The body as a wife and Christ as the husband - it's a marvelous, beautiful mystery. I am thankful each day affords me the opportunity for the love I have for Jeremy to grow. I didn't think it was possible. Yet, over the last couple of days my love continues to grow for him, as I have seen him sacrifice himself for me as Christ did for the body. From sleeping on a poorly crafted hospital cot and helping me brush my teeth after surgery to washing my hair salon style, pulling up my pants when I can't bend over and propping my feet up because they are still swollen. He has given me his minutes, literally every second, this weekend to assist me, so that I can recover well. The Lord has shown me the goodness of marriage in an entirely different light. - Jeremy, I love you more today than yesterday and will love you more tomorrow than I do today.

Romans 8:28 says that all things work for our good. Yet three months ago, I would have never believed a cyst could work for my good. But it has. He has used the cyst to show me more of His faithfulness and that my body is not my own. He has increased my faith. The cyst has increased my fear.. and then the Lord increased my faith again. God has shown me how I must literally walk by faith in every situation - shakily, holding on to a wheel chair on the 4th floor so I can be released.

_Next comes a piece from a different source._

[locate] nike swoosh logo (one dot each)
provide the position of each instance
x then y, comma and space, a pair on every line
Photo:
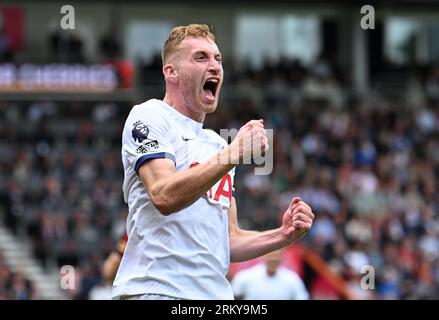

He has shown me the sacrificial love of Christ through my husband. This cyst has resulted in my pride being pushed to the side and allowing others to serve me. God has used this situation to open my eyes to the greater beauty of the body of believers and how we are bound together in Christ to love and support one another for the glory of God. He has used this little thing to slow me down and rest! Our God is purposeful and good in all things. Yes, in all things. I do believe it.

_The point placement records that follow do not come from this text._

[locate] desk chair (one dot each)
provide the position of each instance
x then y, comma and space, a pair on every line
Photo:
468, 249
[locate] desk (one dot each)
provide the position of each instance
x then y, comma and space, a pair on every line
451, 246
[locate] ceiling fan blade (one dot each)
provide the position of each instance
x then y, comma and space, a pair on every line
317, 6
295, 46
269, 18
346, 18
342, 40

** After 4 incisions; the removal of a 5.9 cm/ sausage link-like cyst wrapped around my tubes; an overnight hospital stay; being cathed in the wrong hole (I can't even); and, nearly blacking out every time I tried to walk, a girl just needs to get her hair washed (however that must happen - I'm talking old school dump the jug of water on your hair and scrub style) and get her hair straightened to feel like a new woman. **


1 comment:

  1. Praying for you! I was really sick for most of December-- the doctors are still trying to figure out what is wrong-- and I honestly cherish the sickness because it drew me closer to God. I just remember crying out to Him and knowing that He would be with me whatever the diagnosis. I was also forced to rely on my husband and not be independent which was another lesson for me.